This lesson is still being designed and assembled (Pre-Alpha version)

An Introduction to Scikit-Learn and Pandas

Overview

Teaching: 0 min
Exercises: 0 min
Questions
  • What is Scikit-Learn?

  • What is Pandas?

Objectives
  • First learning objective. (FIXME)

About Scikit-Learn

Scikit-Learn is an open-source toolkit for machine learning in Python. It is built upon well-established Python numerical and scientific computation toolboxes: NumPy, SciPy, as well as Matplotlib.

Scikit-learn contains many supervised machine learning methods (both classification and regression methods), as well as unsupervised methods (clustering). In addition, there are also additional algorithms to reduce the dimensionality of the problem (e.g. the principal component analysis [PCA]), and many convenience tools to prepare the data, measure the accuracy of the trained ML algorithm.

Scikit-learn front web page

The project website is https://scikit-learn.org/. The website is full of helpful tutorials, documentation, as well as technical instructions. For every method, there is a technical explanation about the method, including pointers about the advantage and disadvantages of the ML method; but there is also detailed programming documentation (the API [Application Programming Interface]). Each documentation is accompanied by plenty of examples.

As an example, consider the support vector machines (SVM) method:

While learning about ML techniques in this workshop, it is highly recommended that you also consult Scikit-Learn’s website for further information. It is an exceptional resource for learning and reference purposes.

About Pandas

Pandas is a data analysis library for Python. While Scikit-Learn provides the machine-learning capabilities to Python, Pandas provides powerful and convenience data-handling capabilities that complements Scikit-Learn, NumPy, etc. Pandas is using NumPy arrays under the hood, but it provides powerful data analytics capabilities, which are not part of NumPy capabilities. One can perform filtering, data transformation, joining of two or more DataFrames, etc. using Pandas; these steps are often necessary in preparation of machine learning.

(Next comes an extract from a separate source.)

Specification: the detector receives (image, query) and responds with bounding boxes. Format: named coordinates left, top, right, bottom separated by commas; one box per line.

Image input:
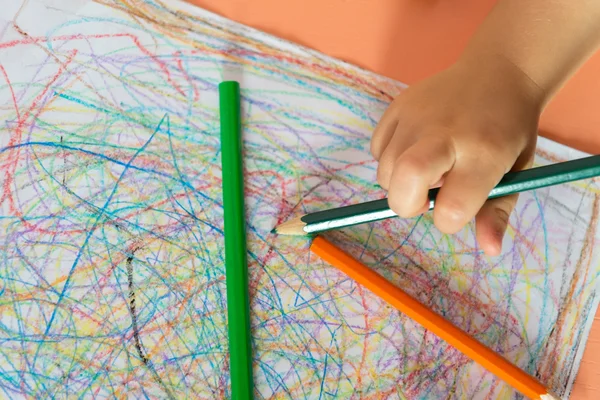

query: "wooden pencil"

In this lesson, we choose to use Pandas because it works well in conjunction with Scikit-Learn. (Pandas also work well with popular deep learning frameworks such as KERAS.) At the end of this lesson, we will briefly present an alternative to perform ML workflow on Spark, using a library called “MLlib”.

Key Points

  • Scikit-Learn provides machine learning capabilities for Python.

  • Pandas provides data handling and analytic tools for Python.